FIRST they came for the marchers. When the Aurat March was held around the country on March 8 and women in Peshawar and Karachi and Faisalabad and Islamabad came out to march on the streets, many men and some women were upset.
The taunt this time, as it has been at other times during the history of Pakistan’s women’s movement, was that these were elite women, used to frittering away their time on petty problems, women whose wealth made them impervious to the ‘real’ Pakistani woman and the issues that she faces. There was one difference, however, that may not have been admitted aloud, but which pricked and prodded the critics of the march.
It was obvious, even from a cursory glance at pictures of the march, that things were different; these were not the trickle that had marked the numbers of previous marches. There were more women than there had been before. To those who do not like to see women in public, women occupying public space, this was cause for concern and for anger. So they settled on the signs; the placards the women held; unacceptable and inadmissible in the land of the pure, said the angry.
It is a dark realisation when one half of the country wakes up to just how little the other must think of it.
The controversy over the march lasted for a long time — not days, but weeks. Some notables got into the plot, the feminist poetess Kishwar Naheed amongst them. At an event also held in connection with International Women’s Day, Naheed — who has published a dozen volumes of poetry — drew attention to a few of the signs that she found most upsetting; one that read “Main awara hoon [Yes I am wayward]” and “Main khana garam karloon gi: bistar khud garam lar lo [I will warm the food, you warm the bed yourself]”. Values, the poetess opined, must not be discarded in the pursuit of empowerment. Others, mostly men, smugly chimed in. Creating rifts between women, after all, is how patriarchy endures.
No sooner had the many angry men settled down that they found a new and also female target. Last week, a video surfaced of a woman named Asma Aziz. In it, she made a plea; her long-time abusive husband had demanded that she dance for him and his friends. When she refused, they tied her down, tortured her and then shaved off her head.
The bruised and battered woman was turning to the world for help; she had not yet been able to register a police report, she said because when she went to the police station, the cops demanded money.
The video began to make the rounds on social media and soon Shireen Mazari, the federal minister for human rights, took notice of the situation tweeting: “My office was informed by the Station House Officer at Kahna Police Station, the police has registered an FIR and arrested both accused under Section 337(v) and 506. Medical report of the woman is awaited, husband is one of the arrested.”
Lo and behold! It seemed that for once justice would be delivered to a hapless woman who had suffered terrible abuse. Soon any who had believed this could happen in a country where men believe that beating women is a right granted to them saw their hopes crush and crumble.

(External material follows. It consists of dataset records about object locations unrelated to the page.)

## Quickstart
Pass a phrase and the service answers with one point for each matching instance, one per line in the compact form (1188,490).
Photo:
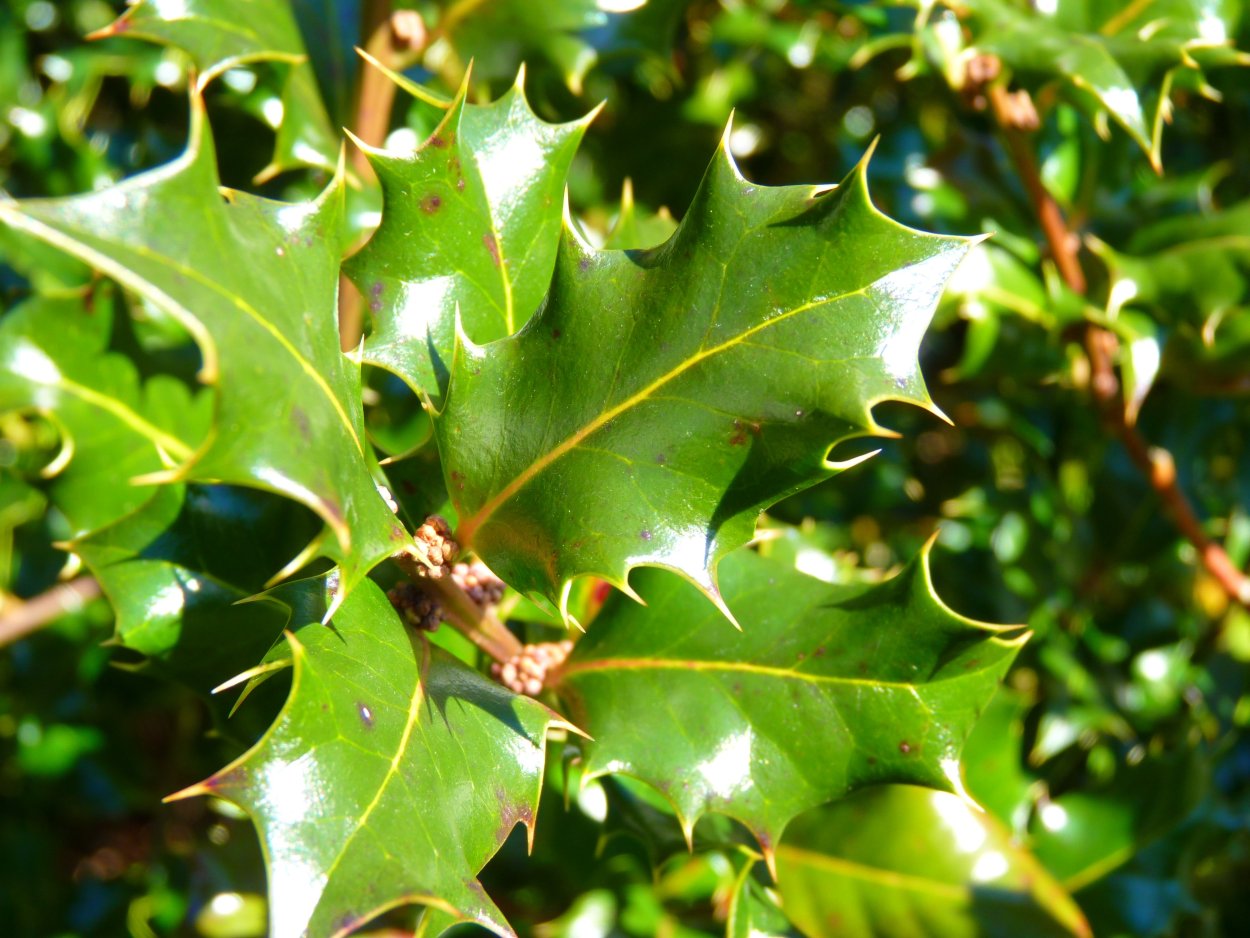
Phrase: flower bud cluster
(415,607)
(479,583)
(440,547)
(526,672)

One newspaper printed a seemingly unsubstantiated report attributed to Faisal Aziz (the husband) which alleged that the two, husband and wife, were addicted to ice. This little tidbit, coming from a man who had eight previous cases of burglary registered against him, was signal enough to begin doing what Pakistanis do best: put the victim on trial.
In its ensuing episode, a video was produced showing the woman dancing to music with her husband. If a woman could dance like that happily once, then her objection to her husband’s request made no sense. A woman who could dance like that, all the allegations surmised, was one without morals. A woman without morals was, in their view, a woman who could justifiably be abused.
It is a dark realisation when one half of the country wakes up to just how little the other must think of it. Dancing, in this case, was equated with the loss of all right to bodily integrity and dignity, and the smears began to rain down. Here stood Pakistanis in the position that they most enjoy: standing in judgement; the woman’s clothes, her allegations, her dancing, her previously dyed hair, were all a problem, it was all permission to destroy her.
Asma Aziz’s future is unknown. Men arrested have a way of somehow being freed, on bail, on the basis of insufficient evidence (even videos aren’t enough to convict the mighty and the male), on the basis of nothing at all. The future of Pakistani women too seems uncertain here, making an argument for their right to the country’s streets, to their own physical integrity, all while smug men hang the noose of values around their necks. While it may be true that not all Pakistani men are so inclined, there are millions, many wearing the masks of education and erudition, who are, and who punctuate the persecution of women with their silence.
Pakistani women are not going to stand for this any longer. Too many of them are now in the workforce, their daily security and safety affected by misogyny, by lewd bosses and groping co-workers. Others going through the same abuses that their mothers and grandmothers suffered are turning to the internet, exposing and shaming the perpetrators of abuse. The vitriol in the backlash, the ferocity with which Asma Aziz and woman holding signs have been reviled, is evidence that things are changing, that women are organising — refusing to stand for the cover-ups and the silence. In small ways and big, in cities and villages, Pakistani women are shaking off the shackles of a culture that has for too long permitted their annihilation.